# Tips from "The Dog House" (1) - Doggy Do-Doos !



## Jukee Doodles (Apr 5, 2011)

Following on from - "Tales from The Dog House" earlier (a lighter-hearted folly) - I thought I'd mention something that I have learnt over the years (through actual repeated observation) and something that I value and pass-on to all of our customers.

Again - I must point out that these are just my own meanderings - they are open and honest views I hold and actually think relevant enough about to share - and am more than willing to listen and take-on anyone else's views especially if they don't exactly match my own.
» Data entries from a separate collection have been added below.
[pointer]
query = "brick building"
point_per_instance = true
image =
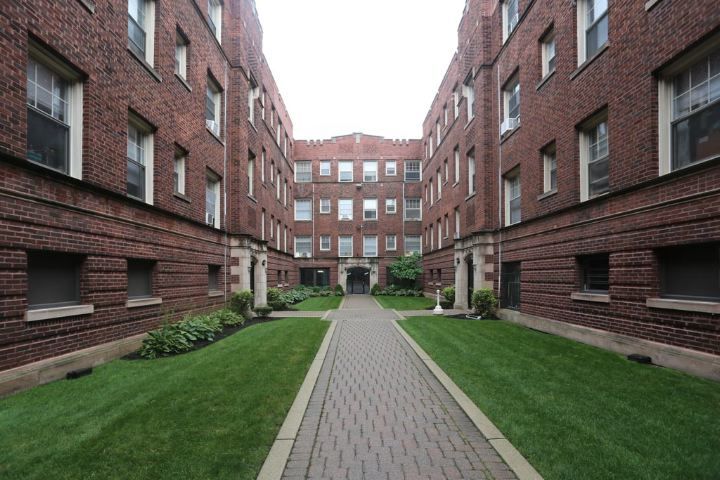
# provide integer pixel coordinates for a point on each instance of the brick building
(148, 169)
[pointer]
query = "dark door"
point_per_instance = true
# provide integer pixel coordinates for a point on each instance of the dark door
(358, 281)
(471, 279)
(510, 286)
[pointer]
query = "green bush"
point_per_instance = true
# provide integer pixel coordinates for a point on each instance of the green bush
(449, 294)
(484, 302)
(242, 302)
(263, 311)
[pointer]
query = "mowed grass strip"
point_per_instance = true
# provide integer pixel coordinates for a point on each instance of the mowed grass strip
(405, 303)
(578, 412)
(212, 413)
(318, 304)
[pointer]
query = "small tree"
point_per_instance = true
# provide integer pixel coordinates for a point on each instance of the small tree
(407, 269)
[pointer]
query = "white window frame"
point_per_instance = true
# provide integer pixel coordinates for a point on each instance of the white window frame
(74, 90)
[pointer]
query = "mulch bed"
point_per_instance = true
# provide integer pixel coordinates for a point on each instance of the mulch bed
(226, 332)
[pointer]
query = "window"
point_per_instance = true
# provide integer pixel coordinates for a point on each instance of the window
(694, 113)
(595, 273)
(549, 169)
(141, 29)
(345, 246)
(370, 209)
(345, 209)
(251, 174)
(325, 243)
(215, 17)
(510, 17)
(324, 205)
(592, 27)
(512, 199)
(391, 243)
(303, 172)
(315, 277)
(212, 200)
(140, 160)
(303, 246)
(369, 245)
(412, 244)
(412, 171)
(595, 160)
(345, 171)
(471, 173)
(179, 171)
(213, 278)
(548, 54)
(212, 106)
(53, 279)
(140, 273)
(325, 168)
(370, 171)
(690, 272)
(54, 114)
(469, 93)
(181, 46)
(303, 209)
(413, 210)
With puppy toilet training - we ourselves suggest that a 36" crate is fitted out with a piece of Vet-Bed (cut to the size of the base of the crate - but folded in half for puppy) with the front half of the crate lined with newspaper - so if puppy needs to go to the toilet during the night - they will normally go on the newspaper. Bearing in mind that (in our own personal experience) that the crate is the first place that puppy will want to keep clean - it's their sanctuary - their den - and they understand that very quickly..............but this is another thread if need be. x

IF your young puppy has an accident and goes for a No 2 in your house when let free to play in it's early days - then (if you can actually deal with it) pick it up in a piece of tissue paper (whilst the puppy can't witness you doing it) - and place it in a part of your garden that you actually WANT your puppy to use as it's "toilet" (say in a quiet corner or just behind the shed - or near your compost heap etc etc) and leave it there for a few days before disposing of it. 
IF you take your puppy outside and it goes for a No 2 as a matter of course - again pick it up (when not in puppy's sight) as soon a you can and put it in the same place as before (for a couple of days again) - you may only need to do this for say a week (but make sure to do it every time it goes) - and you may then find that puppy will go to "that" place automatically - without prompting (and if so give praise).
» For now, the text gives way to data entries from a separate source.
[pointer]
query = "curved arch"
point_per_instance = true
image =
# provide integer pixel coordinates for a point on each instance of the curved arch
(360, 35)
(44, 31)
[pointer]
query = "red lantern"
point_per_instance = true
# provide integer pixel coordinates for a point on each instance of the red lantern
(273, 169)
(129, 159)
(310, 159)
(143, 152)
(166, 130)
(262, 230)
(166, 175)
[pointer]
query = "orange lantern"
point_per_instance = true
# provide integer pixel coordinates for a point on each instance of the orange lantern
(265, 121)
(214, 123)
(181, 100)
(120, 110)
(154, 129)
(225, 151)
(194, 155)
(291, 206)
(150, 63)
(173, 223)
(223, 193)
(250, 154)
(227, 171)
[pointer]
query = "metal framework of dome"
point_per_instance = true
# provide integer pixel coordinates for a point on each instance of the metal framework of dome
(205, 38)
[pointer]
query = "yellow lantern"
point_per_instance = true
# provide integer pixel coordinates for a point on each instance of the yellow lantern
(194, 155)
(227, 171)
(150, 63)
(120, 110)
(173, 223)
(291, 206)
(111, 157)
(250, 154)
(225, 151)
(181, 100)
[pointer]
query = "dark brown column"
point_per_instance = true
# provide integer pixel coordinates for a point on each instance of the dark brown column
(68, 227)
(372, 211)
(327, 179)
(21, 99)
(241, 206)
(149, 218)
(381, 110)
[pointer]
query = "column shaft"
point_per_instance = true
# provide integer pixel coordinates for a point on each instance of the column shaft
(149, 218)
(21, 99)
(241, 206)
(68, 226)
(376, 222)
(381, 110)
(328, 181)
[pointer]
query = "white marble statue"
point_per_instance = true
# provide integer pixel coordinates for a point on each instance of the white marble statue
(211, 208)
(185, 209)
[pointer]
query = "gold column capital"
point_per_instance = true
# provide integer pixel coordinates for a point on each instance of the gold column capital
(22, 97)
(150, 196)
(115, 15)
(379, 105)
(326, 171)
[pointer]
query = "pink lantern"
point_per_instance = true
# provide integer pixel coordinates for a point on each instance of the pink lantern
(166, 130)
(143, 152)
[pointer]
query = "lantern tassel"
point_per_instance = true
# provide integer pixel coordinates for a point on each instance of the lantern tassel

What you have done (if you stick to the regime) is "scent-mark" that area - and then your dog should always associate that area as "dumping ground" so to speak.........Please note that this is only for No2's - as all dogs will wee as and when it is needed. 
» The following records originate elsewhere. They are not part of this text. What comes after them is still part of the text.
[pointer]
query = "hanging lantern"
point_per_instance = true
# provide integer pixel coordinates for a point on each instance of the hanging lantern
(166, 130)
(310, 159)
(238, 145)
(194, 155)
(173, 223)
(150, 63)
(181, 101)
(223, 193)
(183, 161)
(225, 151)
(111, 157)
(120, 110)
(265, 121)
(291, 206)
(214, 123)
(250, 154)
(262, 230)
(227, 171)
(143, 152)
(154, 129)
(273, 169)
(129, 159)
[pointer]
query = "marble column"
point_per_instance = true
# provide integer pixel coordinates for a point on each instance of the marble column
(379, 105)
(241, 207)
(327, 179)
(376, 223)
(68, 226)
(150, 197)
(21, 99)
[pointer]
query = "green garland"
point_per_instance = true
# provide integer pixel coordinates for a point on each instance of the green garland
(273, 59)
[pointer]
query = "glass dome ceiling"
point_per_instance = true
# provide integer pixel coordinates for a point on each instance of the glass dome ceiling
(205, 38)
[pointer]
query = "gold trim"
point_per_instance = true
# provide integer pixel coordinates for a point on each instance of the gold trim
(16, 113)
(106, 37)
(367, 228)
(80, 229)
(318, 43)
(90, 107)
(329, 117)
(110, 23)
We have passed this snippet on to several people who have come back with amazement that it works - and some people with beautifully manicured gardens - or several very young children who may be concerned about letting them run the gauntlet in a possible "Poo mine-field" have found this info more than valuable.

Stephen x


----------



## strof51 (Sep 26, 2009)

We have a lawn that is split in two by a path and Poppy does her no2's only on one side but we did not train her to do this it was just the part of the lawn that is closest to the door. So success by accident and it does make it easy to clean up.
Great tip.


----------



## sharplesfamily (Apr 28, 2011)

Brilliant tip! Will definitely try that, thanks!! Keep the tips coming!!

Harri x


----------